Entre bambalinas

Como un niño el Domingo de Ramos

Como un niño el Domingo de Ramos

Como un niño el Domingo de Ramos

LOS ritos se repiten todos los años. El Domingo de Ramos comienza temprano, antes del amanecer, aún con la penumbra y el silencio. Escondido en la quietud que se romperá cuando el sol empiece a despuntar y alargar las sombras. Sobre la mesa queda todo siempre dispuesto la noche antes, lejos del resto de la familia que no tiene por qué madrugar tanto.

La salida a la calle completa ese ritual. Con la delicadeza de no pisarse la capa, que el capirote no toque en las alturas y que lo lleve todo. Varios toques en los bolsillos y el cuerpo repitiendo esa cantinela habitual que se amplía: guantes, escapulario, el puesto, el cíngulo a la izquierda. Pero también el regalo, el recuerdo y la cruz. Cada uno con sus manías.

La mente no para en el trayecto entre la casa y el portón verde de calle Parras. Allí se mezclan las preocupaciones de última hora con los recuerdos. Esos que nos separan cada vez más de la niñez pero que se mantienen frescos si nos detenemos a revisarlos con detenimiento. Como la vez en que llegas por primera vez a la antigua casa hermandad, la de calle Granados, y te dicen que no hay túnica tras esperar más de dos horas de cola.
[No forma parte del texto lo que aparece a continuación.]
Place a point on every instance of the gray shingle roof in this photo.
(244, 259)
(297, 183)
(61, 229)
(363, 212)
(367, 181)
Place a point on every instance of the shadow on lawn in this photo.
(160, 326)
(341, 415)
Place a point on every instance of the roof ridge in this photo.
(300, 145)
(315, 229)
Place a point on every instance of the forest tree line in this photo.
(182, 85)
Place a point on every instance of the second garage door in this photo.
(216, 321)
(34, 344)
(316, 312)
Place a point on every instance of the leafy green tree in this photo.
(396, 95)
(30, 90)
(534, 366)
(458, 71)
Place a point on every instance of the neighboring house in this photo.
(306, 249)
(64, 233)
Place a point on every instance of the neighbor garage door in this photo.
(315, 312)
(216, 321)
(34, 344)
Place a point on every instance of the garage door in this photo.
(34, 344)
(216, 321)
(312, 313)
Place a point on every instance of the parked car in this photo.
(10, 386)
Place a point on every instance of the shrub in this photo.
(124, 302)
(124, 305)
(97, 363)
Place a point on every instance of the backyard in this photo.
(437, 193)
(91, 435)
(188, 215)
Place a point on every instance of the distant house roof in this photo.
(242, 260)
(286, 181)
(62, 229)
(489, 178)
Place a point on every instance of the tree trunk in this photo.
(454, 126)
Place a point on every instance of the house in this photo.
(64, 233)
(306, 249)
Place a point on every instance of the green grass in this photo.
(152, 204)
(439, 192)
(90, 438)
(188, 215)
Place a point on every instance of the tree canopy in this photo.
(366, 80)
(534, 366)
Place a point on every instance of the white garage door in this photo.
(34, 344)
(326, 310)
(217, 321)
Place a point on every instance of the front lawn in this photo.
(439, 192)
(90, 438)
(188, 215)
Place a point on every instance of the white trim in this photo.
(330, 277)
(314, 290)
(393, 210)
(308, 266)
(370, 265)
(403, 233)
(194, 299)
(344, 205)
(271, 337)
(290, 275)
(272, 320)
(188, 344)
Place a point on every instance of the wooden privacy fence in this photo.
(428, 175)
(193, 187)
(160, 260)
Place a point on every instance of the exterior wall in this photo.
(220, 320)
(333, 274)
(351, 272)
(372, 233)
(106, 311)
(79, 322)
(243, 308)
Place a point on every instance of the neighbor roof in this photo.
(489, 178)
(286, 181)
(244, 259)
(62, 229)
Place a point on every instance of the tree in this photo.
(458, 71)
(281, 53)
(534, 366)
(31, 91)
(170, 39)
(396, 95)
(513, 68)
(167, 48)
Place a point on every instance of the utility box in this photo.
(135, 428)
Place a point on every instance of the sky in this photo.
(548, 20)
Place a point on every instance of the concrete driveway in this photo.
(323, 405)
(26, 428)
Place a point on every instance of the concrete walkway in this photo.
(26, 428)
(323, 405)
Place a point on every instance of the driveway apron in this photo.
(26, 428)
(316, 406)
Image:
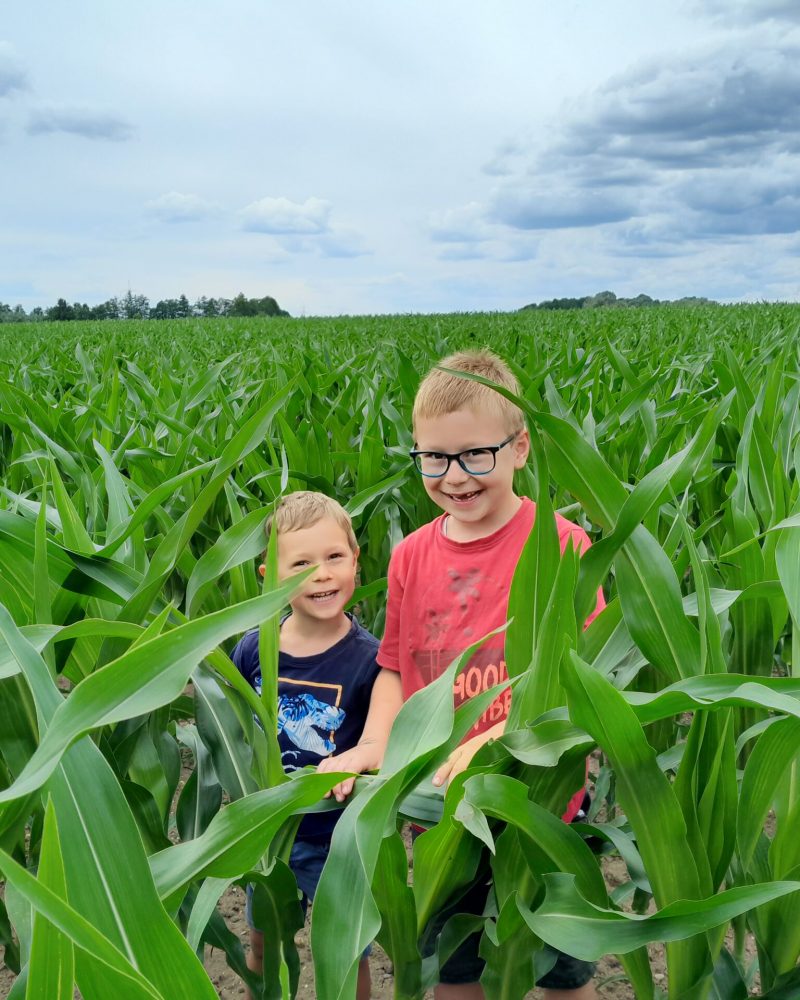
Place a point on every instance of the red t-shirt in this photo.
(444, 595)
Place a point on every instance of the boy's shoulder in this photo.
(420, 539)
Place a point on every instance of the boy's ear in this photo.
(522, 447)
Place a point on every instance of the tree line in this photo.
(136, 306)
(610, 300)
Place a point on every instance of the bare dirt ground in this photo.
(610, 980)
(611, 984)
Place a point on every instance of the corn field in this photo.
(139, 462)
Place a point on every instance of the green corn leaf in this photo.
(52, 962)
(570, 923)
(149, 675)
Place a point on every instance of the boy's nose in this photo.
(455, 474)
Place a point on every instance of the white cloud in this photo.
(280, 216)
(177, 207)
(88, 123)
(460, 225)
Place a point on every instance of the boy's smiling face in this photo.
(332, 583)
(477, 505)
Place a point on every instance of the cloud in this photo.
(685, 111)
(462, 251)
(88, 123)
(550, 207)
(12, 75)
(460, 225)
(748, 11)
(280, 216)
(176, 207)
(504, 159)
(699, 148)
(344, 244)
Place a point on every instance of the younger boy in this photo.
(331, 713)
(449, 583)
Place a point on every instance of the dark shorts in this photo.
(465, 964)
(306, 861)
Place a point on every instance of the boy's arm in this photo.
(460, 759)
(367, 755)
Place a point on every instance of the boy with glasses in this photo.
(449, 583)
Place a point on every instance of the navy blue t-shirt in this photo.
(323, 702)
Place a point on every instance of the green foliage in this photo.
(138, 463)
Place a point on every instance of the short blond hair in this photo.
(441, 393)
(303, 509)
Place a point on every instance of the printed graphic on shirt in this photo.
(486, 668)
(308, 720)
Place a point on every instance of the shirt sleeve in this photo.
(244, 661)
(582, 542)
(389, 651)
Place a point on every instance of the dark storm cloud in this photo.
(682, 113)
(84, 122)
(710, 141)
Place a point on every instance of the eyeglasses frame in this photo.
(456, 457)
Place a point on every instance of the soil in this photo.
(610, 980)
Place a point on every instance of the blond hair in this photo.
(303, 509)
(441, 393)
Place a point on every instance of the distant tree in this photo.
(242, 306)
(61, 311)
(206, 307)
(113, 308)
(601, 299)
(135, 306)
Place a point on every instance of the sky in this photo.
(368, 157)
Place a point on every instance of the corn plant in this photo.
(131, 520)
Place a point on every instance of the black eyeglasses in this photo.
(474, 461)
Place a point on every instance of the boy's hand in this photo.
(460, 759)
(363, 757)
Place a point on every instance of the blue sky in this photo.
(374, 157)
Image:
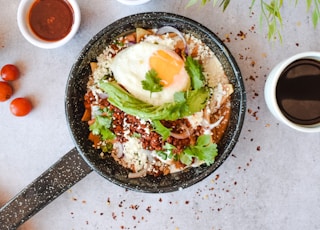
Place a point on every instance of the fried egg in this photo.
(130, 66)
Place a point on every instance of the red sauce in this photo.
(51, 20)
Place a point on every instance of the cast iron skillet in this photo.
(83, 159)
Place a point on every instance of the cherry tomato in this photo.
(10, 72)
(6, 91)
(20, 106)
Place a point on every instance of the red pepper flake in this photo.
(135, 207)
(108, 201)
(242, 35)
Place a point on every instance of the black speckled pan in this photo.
(81, 160)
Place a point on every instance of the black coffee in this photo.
(298, 92)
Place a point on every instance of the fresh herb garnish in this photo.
(161, 129)
(204, 150)
(271, 13)
(194, 69)
(185, 104)
(152, 82)
(102, 123)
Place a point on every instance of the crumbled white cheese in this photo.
(196, 119)
(134, 154)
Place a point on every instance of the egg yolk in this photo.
(167, 66)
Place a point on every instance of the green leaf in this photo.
(101, 125)
(204, 150)
(191, 3)
(194, 70)
(152, 82)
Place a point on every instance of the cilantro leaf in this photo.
(152, 82)
(101, 125)
(204, 150)
(161, 129)
(194, 69)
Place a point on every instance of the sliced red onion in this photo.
(170, 29)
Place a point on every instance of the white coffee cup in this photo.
(270, 92)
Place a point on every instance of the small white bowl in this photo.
(270, 91)
(133, 2)
(24, 27)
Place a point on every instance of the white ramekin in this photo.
(22, 19)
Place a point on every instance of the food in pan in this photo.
(158, 101)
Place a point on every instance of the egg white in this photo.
(130, 66)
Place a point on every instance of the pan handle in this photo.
(66, 172)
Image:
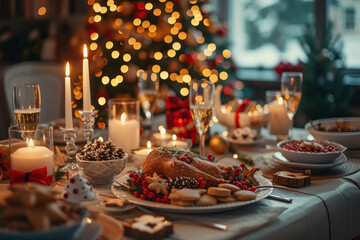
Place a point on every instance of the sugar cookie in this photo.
(219, 192)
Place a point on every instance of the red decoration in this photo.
(179, 119)
(287, 67)
(239, 110)
(38, 175)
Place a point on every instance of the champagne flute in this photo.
(148, 89)
(291, 85)
(201, 106)
(27, 106)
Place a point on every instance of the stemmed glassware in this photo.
(148, 89)
(201, 106)
(27, 106)
(291, 87)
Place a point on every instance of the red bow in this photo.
(174, 103)
(38, 175)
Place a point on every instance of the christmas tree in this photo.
(180, 40)
(324, 91)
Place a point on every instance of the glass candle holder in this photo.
(35, 153)
(124, 123)
(279, 122)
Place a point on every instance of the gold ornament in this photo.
(219, 144)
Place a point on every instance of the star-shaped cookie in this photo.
(157, 184)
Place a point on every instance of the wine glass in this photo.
(201, 106)
(27, 106)
(148, 89)
(291, 85)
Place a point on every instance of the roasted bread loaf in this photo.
(165, 161)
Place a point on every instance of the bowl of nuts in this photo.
(101, 161)
(314, 152)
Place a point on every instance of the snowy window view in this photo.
(264, 32)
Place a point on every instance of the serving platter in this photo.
(279, 158)
(260, 194)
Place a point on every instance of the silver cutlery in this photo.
(218, 226)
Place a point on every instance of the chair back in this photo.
(50, 78)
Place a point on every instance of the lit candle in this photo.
(32, 157)
(177, 143)
(86, 83)
(68, 111)
(140, 155)
(279, 123)
(125, 133)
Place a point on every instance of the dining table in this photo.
(328, 208)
Y, aunque la rabia te invada en ese momento, ya te deciden hacer de la cofradía para que salgas el año siguiente.

Y sí, al año siguiente cumples y alzas al cielo por primera vez una palma mientras el chaleco hebreo se revuelve al viento mientras sales por calle San Agustín. En esa época, cuando aún no te sales de la fila y apenas puedes ver a Jesús a su Entrada en Jerusalén a lo lejos, es donde forjas tu identidad cofrade. Aunque ya te sabes de memoria y recitas cual tabla de multiplicar todas las cofradías y te conviertes en la guía para tus padres y sus amigos, aún te queda por descubrir un universo que levanta pasiones y te desmonta la inocencia de un solo golpe.

Sin embargo, eres incapaz ya de separar tu destino de esa mañana que, con orgullo, llevas a gala cuando dices que eres pollinico. Porque en el mundo cofrade puedes ser hermano o ser de tu hermandad. Te identificas con la idiosincrasia en la calle y, cuando te preguntan, no tienes problema en afirmar que bebes los vientos por el Señor que siempre alza la mano para bendecir a una ciudad que le espera entre aplausos a raudales. Que te desmontas por completo cuando te enfrentas a la sonrisa de María Santísima del Amparo porque en su semblante confías cuando todo sale mal, cuando las preocupaciones te acechan. Y que, en esa invitación tan necesaria para acompañar a Jesús en su triunfo mesiánico, tienes a San Juan tendiéndote la mano.

Mientras caminas peleando con la faraona e intentando no llevarte un golpe de palma en la cara de tu compañero de delante, percibes algo que el Domingo de Ramos regala a todos los que a él acuden: existe un ambiente de alegría porque está comenzando esa Semana, la que no necesita presentaciones. Los balcones se inundan de palmas y los malagueños se ponen las mejores galas. Encuentras en tu recorrido a familiares, amigos del colegio, caras conocidas que aún no te suenan… y todos irradian la alegría de formar parte de una tradición transmitida por generaciones.

A la vuelta de San Agustín, a casa y a la calle rápido. Nada te impide encontrarte con Salutación mientras las Carmelitas le rezan desde su convento o al Huerto atravesando la Alameda con el reflejo del sol tamizado por su olivo. Sales corriendo hacia la Victoria porque no te puedes perder a la Humildad por su barrio y, ya que te pilla cerca, enlazas con la inmensidad del Prendimiento. La Salud cruza ya el puente de la Aurora y en tu infancia se confunden los episodios: ¿La Cena dónde la veíamos? ¿Cuándo llegaron Dulce Nombre, Lágrimas y Favores y Humildad y Paciencia?

De los recuerdos a la realidad, la palmera que nace en un solar de calle Parras te devuelve al mundo. Ya está aquí y no puedes hacer nada para remediar que la cuenta atrás ya no existe. Que sí, que es Domingo de Ramos, que la mañana comienza cuando los primeros capirotes asoman por ese rincón medio olvidado del centro histórico. Aunque este año no sea posible y vaya a ser irremediablemente distinto. Y que ese momento único, en el que te vuelves a enfundar en el capirote con los ojos cerrados mientras rezas una última oración por todos los tuyos, te ha sacado las primeras lágrimas.